Published online Aug 7, 2018. doi: 10.3748/wjg.v24.i29.3239
Peer-review started: May 4, 2018
First decision: May 17, 2018
Revised: June 28, 2018
Accepted: June 30, 2018
Article in press: June 30, 2018
Published online: August 7, 2018
Processing time: 92 Days and 2.4 Hours
Antibody-mediated rejection (AMR) in liver transplantation has long been underestimated. The concept of the liver as an organ susceptible to AMR has emerged in recent years, not only in the context of the major histocompatibility complex with the presence of HLA donor-specific antibodies, but also with antigens regarded as “minor”, whose role in AMR has been demonstrated. Among them, antibodies against glutathione S-transferase T1 have been found in 100% of patients with de novo autoimmune hepatitis (dnAIH) when studied. In its latest update, the Banff Working Group for liver allograft pathology proposed replacing the term dnAIH with plasma cell (PC)-rich rejection. Antibodies to glutathione S-transferase T1 (GSTT1) in null recipients of GSTT1 positive donors have been included as a contributory but nonessential feature of the diagnosis of PC-rich rejection. Also in this update, non-organ-specific anti-nuclear or smooth muscle autoantibodies are no longer included as diagnostic criteria. Although initially found in a proportion of patients with PC-rich rejection, the presence of autoantibodies is misleading since they are not disease-specific and appear in many different contexts as bystanders. The cellular types and proportions of the inflammatory infiltrates in diagnostic biopsies have been studied in detail very recently. PC-rich rejection biopsies present a characteristic cellular profile with a predominance of T lymphocytes and a high proportion of PCs, close to 30%, of which 16.48% are IgG4+. New data on the relevance of GSTT1-specific T lymphocytes to PC-rich rejection will be discussed in this review.
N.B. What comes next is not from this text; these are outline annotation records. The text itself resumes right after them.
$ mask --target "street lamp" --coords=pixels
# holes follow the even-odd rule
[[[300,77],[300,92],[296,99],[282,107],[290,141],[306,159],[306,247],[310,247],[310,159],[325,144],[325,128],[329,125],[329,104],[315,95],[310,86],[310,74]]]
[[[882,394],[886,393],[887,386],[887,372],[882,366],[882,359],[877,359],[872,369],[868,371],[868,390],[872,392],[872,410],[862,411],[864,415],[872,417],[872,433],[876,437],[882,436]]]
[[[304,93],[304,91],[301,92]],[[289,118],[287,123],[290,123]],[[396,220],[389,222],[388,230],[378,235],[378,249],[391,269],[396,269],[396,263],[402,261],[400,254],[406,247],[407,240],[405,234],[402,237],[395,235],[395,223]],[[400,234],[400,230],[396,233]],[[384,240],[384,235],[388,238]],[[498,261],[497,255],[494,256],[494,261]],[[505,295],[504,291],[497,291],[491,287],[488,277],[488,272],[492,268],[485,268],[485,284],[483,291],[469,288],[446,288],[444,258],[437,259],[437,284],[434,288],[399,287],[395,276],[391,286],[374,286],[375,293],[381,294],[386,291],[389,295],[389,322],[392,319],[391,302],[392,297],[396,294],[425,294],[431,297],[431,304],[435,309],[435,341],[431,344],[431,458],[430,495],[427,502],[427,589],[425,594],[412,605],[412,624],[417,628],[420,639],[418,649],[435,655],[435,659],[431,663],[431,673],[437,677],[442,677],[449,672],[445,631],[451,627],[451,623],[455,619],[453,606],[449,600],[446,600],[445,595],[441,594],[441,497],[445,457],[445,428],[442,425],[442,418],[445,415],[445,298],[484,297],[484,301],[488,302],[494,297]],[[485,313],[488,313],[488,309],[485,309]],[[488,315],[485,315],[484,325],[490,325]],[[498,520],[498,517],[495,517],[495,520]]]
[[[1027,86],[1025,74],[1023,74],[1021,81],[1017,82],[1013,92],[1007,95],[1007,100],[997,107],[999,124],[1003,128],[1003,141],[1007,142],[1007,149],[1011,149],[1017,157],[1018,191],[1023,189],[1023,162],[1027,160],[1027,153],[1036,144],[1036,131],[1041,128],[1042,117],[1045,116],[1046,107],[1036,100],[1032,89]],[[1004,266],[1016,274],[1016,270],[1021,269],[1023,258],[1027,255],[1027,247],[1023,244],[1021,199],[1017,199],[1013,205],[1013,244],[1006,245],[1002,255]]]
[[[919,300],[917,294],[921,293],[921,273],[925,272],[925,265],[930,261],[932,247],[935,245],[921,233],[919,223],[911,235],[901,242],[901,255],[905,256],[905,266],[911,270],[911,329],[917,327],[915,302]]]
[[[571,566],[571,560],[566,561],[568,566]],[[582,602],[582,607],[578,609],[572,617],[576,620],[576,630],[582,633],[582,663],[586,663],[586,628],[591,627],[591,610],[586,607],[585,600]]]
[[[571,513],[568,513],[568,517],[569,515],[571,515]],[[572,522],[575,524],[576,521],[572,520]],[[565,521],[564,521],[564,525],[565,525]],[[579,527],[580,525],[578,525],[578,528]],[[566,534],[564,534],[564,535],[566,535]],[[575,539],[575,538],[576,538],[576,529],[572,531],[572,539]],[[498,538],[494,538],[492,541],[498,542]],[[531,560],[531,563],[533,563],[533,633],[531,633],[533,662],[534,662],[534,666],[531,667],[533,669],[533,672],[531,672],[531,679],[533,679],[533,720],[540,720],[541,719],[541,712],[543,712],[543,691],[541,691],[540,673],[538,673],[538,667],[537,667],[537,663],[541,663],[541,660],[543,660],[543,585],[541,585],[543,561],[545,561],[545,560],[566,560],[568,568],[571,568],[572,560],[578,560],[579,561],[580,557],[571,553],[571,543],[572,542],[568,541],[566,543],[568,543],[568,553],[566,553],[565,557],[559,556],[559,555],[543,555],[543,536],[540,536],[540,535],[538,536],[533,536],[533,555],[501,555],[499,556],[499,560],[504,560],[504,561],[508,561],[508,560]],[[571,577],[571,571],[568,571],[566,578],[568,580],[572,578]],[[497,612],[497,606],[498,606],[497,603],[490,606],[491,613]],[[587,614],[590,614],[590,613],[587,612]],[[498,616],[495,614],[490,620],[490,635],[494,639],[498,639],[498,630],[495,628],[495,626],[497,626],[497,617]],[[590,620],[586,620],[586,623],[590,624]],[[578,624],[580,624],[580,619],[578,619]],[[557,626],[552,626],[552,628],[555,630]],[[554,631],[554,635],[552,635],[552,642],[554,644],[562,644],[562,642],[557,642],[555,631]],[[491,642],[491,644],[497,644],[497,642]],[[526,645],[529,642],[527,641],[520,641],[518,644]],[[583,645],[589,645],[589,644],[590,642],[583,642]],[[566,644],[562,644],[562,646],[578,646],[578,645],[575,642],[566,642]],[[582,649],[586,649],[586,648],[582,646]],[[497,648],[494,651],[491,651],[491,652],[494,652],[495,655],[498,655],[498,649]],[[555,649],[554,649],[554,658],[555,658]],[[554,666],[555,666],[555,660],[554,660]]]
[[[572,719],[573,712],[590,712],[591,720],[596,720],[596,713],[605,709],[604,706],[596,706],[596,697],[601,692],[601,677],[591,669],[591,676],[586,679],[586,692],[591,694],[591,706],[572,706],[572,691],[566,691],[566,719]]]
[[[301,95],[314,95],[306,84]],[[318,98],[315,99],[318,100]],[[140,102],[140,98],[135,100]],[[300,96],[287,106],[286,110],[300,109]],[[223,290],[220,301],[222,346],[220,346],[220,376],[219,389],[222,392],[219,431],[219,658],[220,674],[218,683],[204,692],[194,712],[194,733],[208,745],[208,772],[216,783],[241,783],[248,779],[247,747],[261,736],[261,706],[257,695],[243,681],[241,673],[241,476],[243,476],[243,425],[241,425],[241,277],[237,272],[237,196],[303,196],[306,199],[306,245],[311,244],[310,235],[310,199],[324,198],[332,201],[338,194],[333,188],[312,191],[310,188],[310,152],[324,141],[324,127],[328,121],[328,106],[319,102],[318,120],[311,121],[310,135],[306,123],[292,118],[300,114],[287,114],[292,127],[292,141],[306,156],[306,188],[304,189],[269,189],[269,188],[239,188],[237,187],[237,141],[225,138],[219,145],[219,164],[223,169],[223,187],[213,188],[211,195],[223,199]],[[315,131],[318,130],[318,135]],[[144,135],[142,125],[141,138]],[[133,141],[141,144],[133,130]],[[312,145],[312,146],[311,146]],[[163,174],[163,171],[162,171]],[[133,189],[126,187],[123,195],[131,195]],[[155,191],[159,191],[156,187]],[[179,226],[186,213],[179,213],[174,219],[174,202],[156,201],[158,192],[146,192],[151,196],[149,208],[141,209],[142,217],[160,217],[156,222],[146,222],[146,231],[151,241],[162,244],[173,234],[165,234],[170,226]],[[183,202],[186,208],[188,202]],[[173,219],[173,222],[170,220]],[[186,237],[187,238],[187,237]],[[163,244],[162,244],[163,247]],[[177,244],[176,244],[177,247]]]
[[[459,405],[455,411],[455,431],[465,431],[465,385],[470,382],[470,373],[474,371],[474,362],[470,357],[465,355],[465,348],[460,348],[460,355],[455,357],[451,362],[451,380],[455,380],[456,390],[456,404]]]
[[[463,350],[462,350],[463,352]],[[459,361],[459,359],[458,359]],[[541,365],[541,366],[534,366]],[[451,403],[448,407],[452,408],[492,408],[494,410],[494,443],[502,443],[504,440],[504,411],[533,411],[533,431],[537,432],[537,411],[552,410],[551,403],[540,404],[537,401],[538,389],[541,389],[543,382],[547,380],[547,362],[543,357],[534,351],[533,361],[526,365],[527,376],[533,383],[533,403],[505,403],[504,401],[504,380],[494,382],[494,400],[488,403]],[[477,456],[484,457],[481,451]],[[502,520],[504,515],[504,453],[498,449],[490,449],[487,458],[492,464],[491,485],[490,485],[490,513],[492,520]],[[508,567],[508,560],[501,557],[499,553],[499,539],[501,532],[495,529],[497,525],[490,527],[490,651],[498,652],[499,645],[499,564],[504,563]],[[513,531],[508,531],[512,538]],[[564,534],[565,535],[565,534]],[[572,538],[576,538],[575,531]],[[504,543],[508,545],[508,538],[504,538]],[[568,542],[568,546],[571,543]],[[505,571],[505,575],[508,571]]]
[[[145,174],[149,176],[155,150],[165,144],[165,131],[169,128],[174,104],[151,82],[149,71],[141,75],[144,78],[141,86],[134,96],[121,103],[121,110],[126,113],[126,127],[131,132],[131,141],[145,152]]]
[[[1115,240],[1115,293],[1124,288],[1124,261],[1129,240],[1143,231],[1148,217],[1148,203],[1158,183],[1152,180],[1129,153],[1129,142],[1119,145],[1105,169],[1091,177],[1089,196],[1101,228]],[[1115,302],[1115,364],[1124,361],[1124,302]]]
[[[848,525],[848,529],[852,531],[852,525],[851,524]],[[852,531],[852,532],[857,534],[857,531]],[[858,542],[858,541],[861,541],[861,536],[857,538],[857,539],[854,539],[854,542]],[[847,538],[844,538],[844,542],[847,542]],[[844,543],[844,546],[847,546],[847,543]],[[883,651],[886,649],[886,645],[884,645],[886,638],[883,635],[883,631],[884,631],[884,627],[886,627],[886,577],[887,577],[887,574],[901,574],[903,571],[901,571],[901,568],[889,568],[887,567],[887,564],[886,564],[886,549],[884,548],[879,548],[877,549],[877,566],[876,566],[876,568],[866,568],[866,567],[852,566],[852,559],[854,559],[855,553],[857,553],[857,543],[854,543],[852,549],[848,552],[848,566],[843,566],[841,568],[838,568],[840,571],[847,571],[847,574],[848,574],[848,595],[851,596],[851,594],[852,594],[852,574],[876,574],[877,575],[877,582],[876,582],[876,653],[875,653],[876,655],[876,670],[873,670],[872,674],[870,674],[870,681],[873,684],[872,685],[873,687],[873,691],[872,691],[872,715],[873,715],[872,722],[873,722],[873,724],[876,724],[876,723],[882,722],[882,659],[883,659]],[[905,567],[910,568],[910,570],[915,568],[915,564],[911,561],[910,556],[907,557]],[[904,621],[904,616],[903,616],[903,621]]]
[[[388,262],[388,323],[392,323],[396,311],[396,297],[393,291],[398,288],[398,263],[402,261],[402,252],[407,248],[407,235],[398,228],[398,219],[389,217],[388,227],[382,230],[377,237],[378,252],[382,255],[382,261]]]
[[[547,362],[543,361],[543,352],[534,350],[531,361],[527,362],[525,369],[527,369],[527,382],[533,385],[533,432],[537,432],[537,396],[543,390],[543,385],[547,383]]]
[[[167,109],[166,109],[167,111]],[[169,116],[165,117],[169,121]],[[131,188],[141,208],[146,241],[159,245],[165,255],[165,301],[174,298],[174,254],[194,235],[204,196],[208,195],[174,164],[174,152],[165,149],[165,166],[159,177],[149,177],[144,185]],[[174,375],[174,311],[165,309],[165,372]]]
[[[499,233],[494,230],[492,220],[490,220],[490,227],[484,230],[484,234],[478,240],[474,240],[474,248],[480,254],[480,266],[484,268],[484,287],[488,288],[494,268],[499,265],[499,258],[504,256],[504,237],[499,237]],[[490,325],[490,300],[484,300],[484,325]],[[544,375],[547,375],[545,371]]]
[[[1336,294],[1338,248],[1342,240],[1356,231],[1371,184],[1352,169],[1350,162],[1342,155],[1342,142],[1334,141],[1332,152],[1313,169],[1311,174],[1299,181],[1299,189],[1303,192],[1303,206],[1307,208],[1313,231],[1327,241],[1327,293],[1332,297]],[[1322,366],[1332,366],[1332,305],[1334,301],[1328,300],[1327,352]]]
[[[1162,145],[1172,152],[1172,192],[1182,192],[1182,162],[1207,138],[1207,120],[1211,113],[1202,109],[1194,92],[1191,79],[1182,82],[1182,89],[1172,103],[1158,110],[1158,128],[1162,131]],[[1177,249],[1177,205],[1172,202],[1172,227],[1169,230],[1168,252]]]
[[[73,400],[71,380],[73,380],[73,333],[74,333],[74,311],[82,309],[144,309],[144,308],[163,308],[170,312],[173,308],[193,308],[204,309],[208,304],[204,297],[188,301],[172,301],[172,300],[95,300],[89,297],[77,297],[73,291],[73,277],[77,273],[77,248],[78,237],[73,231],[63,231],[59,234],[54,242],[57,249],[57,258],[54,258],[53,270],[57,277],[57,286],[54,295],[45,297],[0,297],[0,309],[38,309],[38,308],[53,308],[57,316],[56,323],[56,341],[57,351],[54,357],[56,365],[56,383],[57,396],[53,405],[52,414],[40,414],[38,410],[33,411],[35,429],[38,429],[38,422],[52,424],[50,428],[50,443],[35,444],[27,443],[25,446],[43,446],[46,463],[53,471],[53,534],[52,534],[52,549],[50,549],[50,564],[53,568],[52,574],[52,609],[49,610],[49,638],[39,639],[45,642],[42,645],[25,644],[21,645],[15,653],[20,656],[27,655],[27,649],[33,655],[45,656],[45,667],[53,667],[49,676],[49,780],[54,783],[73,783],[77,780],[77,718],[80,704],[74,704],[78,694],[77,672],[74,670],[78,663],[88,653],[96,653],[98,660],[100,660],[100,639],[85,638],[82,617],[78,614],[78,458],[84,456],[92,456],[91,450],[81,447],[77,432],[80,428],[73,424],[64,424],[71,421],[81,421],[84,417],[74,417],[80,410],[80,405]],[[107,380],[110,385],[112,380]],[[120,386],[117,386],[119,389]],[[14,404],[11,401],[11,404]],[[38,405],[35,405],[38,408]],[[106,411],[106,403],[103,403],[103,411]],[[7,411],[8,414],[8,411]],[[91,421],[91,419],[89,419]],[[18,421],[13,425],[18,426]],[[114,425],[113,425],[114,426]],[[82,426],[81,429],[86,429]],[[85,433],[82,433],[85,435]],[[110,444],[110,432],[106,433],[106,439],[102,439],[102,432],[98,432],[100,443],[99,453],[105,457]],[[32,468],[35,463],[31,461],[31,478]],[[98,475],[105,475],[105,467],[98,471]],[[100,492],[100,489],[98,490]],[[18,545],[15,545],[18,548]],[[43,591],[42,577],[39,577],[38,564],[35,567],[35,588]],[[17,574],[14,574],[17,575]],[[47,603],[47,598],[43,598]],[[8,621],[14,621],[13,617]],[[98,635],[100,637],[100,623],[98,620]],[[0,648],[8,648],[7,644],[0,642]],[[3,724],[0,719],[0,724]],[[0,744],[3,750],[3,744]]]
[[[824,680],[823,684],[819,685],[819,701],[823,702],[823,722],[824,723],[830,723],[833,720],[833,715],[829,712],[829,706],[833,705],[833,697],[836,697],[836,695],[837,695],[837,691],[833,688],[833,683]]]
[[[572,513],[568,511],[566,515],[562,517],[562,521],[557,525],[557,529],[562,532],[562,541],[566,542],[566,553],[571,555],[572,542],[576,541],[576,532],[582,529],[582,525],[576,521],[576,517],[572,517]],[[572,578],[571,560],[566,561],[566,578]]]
Core tip: The purpose of this review is to update the reader with recent knowledge about a disease of the liver allograft, whose definition has evolved from “de novo autoimmune hepatitis” to “plasma cell-rich rejection”. During the last 20 years, several groups have contributed new data that has prompted the liver transplant community to reconsider several aspects of the disease. It is not the intention of this review to go over details of the histological features or the role of autoantibodies in this disease, which have been well described in other reviews. Instead, more recent aspects, such as the composition of infiltrates in biopsies and T cell involvement will be discussed.